Location is never just backdrop in a film like this. Sri Lanka offers something the production needs—geography, light, scale. You can't fake certain kinds of landscape. And there's a practical side too: you go where the story needs to be told, and sometimes that means crossing borders.
The thousand-dancer song in Mysore—that's an enormous commitment. Why shoot that on a holiday when the crew probably wanted time off?
Because that's the kind of film this is. When you're building something meant to be seen across the entire country, across languages, you don't compromise on the moments that define it. A song like that becomes the film's signature. You do it right, or you don't do it.
Ram Charan has transformed himself for this role. What does that usually mean?

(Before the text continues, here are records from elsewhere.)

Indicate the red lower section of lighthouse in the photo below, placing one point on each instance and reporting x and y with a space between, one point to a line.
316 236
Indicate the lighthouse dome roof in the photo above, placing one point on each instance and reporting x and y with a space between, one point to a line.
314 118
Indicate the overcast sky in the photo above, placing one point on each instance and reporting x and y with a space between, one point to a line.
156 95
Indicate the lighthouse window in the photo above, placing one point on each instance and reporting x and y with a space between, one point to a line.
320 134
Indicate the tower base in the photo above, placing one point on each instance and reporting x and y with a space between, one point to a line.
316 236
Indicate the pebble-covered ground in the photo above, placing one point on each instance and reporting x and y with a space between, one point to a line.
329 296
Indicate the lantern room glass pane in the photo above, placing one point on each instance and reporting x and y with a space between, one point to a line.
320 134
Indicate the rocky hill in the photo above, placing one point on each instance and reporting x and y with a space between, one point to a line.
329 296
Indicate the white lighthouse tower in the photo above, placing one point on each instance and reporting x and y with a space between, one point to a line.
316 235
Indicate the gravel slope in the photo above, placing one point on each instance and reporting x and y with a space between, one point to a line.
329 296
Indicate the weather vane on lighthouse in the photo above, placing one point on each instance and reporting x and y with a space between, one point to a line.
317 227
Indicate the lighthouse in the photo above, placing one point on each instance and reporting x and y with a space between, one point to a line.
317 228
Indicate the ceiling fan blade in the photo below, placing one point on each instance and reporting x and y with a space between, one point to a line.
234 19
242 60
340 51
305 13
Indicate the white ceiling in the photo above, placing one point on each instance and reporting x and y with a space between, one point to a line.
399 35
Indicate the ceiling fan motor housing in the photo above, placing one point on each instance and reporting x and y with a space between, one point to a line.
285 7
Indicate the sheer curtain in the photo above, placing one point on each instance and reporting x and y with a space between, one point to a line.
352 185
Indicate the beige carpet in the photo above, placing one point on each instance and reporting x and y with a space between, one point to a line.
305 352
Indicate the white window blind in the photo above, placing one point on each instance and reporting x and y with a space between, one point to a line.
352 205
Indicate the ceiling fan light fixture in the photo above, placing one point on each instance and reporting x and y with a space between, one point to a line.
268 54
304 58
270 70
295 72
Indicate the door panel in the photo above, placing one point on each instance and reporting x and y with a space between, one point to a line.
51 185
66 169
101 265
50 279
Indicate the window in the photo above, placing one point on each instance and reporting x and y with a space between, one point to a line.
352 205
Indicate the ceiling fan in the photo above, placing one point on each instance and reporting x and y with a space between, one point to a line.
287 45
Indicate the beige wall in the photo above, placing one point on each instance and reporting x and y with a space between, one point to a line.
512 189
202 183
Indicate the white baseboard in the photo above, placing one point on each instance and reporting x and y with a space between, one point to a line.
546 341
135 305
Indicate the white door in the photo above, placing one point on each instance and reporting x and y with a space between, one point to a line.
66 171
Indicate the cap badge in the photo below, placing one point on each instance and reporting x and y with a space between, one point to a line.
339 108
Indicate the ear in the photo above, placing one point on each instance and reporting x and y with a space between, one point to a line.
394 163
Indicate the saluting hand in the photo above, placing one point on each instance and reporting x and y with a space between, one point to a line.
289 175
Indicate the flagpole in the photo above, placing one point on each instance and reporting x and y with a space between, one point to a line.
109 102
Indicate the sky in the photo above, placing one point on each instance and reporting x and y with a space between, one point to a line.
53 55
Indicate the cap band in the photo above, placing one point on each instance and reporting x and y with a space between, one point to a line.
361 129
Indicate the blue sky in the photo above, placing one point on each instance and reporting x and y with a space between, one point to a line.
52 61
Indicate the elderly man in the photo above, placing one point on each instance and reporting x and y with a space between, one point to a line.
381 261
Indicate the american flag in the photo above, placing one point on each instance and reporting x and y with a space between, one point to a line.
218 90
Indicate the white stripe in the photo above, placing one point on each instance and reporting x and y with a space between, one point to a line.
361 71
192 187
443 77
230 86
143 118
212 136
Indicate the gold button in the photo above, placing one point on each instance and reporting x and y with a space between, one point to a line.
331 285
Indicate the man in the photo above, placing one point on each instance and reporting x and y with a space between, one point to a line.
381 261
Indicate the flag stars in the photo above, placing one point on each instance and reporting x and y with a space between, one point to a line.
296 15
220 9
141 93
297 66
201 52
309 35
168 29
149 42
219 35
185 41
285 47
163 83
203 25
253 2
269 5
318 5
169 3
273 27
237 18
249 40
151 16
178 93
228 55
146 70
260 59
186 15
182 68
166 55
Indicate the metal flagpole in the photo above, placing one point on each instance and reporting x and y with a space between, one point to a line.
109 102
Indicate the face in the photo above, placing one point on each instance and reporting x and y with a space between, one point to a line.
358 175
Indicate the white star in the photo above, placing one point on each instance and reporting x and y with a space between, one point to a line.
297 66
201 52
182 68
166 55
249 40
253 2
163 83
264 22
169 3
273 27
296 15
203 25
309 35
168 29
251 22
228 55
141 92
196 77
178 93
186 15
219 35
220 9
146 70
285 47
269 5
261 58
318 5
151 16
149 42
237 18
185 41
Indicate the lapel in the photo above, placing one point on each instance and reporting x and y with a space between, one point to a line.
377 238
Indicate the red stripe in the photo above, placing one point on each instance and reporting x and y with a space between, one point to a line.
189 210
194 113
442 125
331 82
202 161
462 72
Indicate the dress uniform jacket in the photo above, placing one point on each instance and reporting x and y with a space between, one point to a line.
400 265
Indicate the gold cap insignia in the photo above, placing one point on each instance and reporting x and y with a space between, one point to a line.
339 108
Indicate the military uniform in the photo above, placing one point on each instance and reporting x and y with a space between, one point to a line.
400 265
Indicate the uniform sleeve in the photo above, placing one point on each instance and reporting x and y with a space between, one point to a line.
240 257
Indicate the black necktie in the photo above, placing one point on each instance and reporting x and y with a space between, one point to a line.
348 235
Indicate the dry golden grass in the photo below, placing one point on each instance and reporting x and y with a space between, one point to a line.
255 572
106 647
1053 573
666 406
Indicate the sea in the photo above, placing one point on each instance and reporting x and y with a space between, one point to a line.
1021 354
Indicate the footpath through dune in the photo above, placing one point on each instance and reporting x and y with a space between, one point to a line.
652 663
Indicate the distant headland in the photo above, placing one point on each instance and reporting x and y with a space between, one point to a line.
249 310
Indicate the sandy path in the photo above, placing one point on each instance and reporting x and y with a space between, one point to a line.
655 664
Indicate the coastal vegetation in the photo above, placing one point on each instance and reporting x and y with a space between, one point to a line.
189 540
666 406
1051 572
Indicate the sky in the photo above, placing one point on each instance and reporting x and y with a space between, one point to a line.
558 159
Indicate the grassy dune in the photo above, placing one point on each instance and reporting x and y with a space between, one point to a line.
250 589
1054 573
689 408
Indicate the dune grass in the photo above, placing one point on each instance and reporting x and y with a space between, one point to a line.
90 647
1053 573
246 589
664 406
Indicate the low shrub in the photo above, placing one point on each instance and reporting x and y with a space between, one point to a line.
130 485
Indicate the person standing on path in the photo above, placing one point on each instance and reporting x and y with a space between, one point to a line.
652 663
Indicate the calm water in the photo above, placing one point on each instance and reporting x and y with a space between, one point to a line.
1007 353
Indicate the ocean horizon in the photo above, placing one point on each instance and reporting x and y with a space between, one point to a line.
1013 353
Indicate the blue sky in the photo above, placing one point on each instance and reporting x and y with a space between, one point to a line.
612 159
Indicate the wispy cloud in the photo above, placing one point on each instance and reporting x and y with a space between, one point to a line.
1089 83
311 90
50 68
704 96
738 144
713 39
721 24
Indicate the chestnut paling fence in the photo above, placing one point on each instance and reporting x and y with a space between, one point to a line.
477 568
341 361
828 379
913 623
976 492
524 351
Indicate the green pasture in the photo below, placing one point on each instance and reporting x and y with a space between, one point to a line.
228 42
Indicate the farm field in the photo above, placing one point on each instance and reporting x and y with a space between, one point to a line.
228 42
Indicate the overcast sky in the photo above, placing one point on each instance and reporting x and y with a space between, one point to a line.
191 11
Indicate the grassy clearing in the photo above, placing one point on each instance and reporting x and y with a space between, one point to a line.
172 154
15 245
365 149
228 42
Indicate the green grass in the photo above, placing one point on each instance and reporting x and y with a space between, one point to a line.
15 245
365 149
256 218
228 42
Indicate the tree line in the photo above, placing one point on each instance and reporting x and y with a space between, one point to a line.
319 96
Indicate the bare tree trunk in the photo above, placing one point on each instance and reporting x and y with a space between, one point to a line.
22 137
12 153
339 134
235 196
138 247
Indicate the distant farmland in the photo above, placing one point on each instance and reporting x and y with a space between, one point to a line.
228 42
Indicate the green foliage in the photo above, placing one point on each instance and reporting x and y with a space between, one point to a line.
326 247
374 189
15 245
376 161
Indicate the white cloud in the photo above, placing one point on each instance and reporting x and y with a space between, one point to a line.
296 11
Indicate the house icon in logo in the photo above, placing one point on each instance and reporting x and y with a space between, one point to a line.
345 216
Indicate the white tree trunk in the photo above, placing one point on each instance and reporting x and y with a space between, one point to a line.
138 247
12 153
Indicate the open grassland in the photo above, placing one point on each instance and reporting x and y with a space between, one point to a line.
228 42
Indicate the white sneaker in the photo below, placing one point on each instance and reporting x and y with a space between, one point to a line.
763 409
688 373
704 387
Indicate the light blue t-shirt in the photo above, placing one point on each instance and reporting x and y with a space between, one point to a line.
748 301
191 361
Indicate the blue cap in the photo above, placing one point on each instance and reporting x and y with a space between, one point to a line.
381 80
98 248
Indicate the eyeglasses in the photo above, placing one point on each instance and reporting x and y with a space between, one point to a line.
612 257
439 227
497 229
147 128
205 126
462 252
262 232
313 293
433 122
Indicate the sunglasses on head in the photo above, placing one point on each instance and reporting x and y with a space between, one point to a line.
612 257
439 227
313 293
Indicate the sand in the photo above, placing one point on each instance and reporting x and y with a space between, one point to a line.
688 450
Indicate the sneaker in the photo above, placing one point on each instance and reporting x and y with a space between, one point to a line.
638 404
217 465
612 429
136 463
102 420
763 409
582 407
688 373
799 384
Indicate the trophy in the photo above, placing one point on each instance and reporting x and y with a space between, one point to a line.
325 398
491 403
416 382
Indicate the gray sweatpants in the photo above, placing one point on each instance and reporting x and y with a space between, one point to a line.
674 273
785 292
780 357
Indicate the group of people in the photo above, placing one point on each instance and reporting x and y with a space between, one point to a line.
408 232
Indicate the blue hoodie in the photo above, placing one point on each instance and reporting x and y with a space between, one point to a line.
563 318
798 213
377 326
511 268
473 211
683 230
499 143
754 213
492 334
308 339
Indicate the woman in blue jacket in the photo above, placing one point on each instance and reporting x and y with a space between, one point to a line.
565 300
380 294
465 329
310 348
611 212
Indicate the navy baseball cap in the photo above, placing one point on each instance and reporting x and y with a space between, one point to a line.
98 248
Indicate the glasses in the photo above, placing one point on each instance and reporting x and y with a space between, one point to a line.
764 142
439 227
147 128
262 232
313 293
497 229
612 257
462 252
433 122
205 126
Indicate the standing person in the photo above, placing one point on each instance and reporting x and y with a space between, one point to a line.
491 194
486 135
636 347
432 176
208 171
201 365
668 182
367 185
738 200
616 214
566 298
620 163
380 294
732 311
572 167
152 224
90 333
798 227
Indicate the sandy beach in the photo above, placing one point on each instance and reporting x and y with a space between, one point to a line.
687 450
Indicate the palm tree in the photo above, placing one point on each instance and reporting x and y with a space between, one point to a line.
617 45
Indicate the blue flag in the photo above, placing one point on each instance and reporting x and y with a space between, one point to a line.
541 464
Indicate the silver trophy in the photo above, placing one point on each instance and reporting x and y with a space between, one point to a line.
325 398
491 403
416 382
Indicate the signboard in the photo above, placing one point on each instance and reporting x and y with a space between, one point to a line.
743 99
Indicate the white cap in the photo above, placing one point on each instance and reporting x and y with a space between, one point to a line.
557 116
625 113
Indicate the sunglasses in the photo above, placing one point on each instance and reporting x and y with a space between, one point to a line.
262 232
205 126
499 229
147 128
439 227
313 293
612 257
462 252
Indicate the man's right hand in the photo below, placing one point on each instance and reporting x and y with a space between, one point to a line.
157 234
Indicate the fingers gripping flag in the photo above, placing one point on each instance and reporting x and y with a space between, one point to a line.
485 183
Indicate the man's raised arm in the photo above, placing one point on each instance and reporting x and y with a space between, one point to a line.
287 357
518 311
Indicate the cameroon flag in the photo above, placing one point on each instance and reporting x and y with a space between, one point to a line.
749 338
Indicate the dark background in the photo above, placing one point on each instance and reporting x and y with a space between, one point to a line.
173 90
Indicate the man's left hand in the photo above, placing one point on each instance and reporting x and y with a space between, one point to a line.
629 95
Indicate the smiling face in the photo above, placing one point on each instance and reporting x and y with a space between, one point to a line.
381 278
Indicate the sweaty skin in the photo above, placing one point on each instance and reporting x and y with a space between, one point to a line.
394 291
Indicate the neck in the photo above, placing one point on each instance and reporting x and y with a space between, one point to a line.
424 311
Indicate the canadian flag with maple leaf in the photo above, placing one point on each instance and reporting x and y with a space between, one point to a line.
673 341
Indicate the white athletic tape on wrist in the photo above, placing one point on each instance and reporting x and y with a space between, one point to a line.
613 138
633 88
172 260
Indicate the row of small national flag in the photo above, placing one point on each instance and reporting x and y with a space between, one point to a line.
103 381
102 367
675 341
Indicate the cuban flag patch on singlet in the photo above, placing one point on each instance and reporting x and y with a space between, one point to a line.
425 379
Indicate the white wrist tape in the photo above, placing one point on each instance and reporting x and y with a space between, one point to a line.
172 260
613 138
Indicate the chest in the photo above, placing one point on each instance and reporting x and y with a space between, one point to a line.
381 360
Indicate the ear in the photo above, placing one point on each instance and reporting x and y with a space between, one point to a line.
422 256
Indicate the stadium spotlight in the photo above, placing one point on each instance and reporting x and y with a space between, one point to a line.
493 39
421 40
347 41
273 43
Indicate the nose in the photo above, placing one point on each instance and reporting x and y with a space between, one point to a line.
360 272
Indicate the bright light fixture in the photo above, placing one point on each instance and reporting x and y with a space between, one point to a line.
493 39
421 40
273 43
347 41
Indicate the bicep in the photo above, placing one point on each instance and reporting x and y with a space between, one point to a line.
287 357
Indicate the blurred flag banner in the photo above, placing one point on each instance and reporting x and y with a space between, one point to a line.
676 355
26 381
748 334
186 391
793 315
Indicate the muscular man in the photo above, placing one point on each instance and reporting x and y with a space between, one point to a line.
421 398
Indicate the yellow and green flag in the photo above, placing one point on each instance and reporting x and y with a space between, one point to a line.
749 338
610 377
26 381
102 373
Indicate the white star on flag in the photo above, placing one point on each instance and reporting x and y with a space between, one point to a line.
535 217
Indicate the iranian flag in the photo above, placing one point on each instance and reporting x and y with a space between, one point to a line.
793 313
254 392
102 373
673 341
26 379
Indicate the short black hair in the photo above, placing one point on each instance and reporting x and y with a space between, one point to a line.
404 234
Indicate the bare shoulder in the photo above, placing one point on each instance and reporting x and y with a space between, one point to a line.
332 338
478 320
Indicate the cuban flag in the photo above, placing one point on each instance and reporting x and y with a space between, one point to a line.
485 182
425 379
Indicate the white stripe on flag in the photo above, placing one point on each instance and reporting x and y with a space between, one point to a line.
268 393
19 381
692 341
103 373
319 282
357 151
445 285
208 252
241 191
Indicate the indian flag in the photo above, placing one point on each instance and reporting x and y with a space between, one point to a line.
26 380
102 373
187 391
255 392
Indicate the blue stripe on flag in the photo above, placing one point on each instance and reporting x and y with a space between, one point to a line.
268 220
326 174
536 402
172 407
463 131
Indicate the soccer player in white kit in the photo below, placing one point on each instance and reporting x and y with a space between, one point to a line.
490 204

It means he's not playing a version of himself. He's become someone else—physically, maybe vocally, certainly in how he moves through space. That kind of commitment signals to everyone else on set that this isn't routine work.
Post-production happening while they're still shooting—isn't that risky?
It's ambitious, but it's also how you stay on schedule when you've promised a release date. You're not waiting until the last frame is shot to start thinking about the edit. You're building the film as you go.
March 27, 2026, his birthday. That feels deliberate.
It is. You don't pick a release date that specific by accident. It's saying this film is meant to be an event, not just another Thursday at the cinema.